Thursday, June 14, 2012

Leaking Freedom

It’s Flag Day.  It’s a commemoration, not a holiday (unless you live in Pennsylvania.)  The Second Continental Congress resolved on June 14, 1777 to adopt the flag as a symbol for the emerging union and in 1917 Flag Day was created.  Flags are symbols of patriotism and symbolic of the ethos of the country they represent.  The United States of America represents freedom and justice and the stars and stripes are a potent reflection of those aspirations.  Today what’s being waved is not the symbol of freedom, but instead a construction flag.  Detour ahead.

To kill or not to kill wasn’t the question last week…why the people of the world were giving Barack Obama a pass on his kill list was.  Turns out that wasn’t the issue that riled the politicians, talking heads and blogosphere.  David Sanger, the New York Times reporter who has broken a number of stories on National Security – including the Kill List story and the U.S. Cyber War against Iran spoke on Reliable Sources about Senator Feinstein calling for a hearing on how he got his information.  Somehow the reporter and his sources have become the issue.

Rather than focusing on the substance of the issue – that the President of the United States is personally choosing which of his fellow Americans and others should be exterminated without any attempt to use the Rule of Law – the Administration has successfully framed the issue as one of finding who leaked classified materials.  The bulk of the media and pundits have fallen in line with the narrative.  Politicians are suggesting that the reporter be prosecuted.  The Justice Department has launched a dual investigation.  "The unauthorized disclosure of classified information can compromise the security of this country and all Americans, and it will not be tolerated," Attorney General Holder said.
The last major instance where the hyperventilated claim that the release of classified information would compromise security was the Wikileaks release of materials in 2010.  Private Bradley Manning was arrested and held for nearly 18 months before being charged.  He was put in solitary confinement and left naked for days on end.  When his sanity was becoming an issue due to being held under non-Geneva Convention conditions, he was finally moved and ultimately charged though his trial was further delayed last week so he won’t face his accusers now until early 2013, nearly 3 years after being imprisioned.  (This from the same military that expunged a Marine for a Facebook post in a matter of weeks.)

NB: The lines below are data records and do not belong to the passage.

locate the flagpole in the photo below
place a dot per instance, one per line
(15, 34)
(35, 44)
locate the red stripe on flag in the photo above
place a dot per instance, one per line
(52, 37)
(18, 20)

Over 18 months have now passed since Julian Assange (founder of Wikileaks) was placed under House Arrest in England on Sweedish sexual assault charges.  On May 30 he lost his appeal and will be extradited.  At the same time the world’s financial and technological institutions coalesced together in an attempt to shut the organization down.  No major bank (let alone credit card) will process donations to the group, and Amazon which hosted large portions of the data cancelled their contract.  It’s impressive (and eerie) that these major industries have bowed to Administration pressures rather than capitalizing on economic opportunity.  What are the protecting?
According to Amnesty International Wikileaks release of information was “a catalyst in a series of uprisings against repressive regimes.”  So the “Arab Spring” uprisings were launched thanks to the open airing of information - the complete antithesis of the Justice Department claims.  It’s a head scratcher (being polite) how the Obama Administration can on the one hand take credit for bringing Democracy to the Middle East while punishing and criminalizing those who actually prompted the revolution.

Planting the flag on the battlefield helped overturn tyranny 236 years ago. Today we need to focus on making sure that its symbolism aligns with its actions. My flag is one for peace.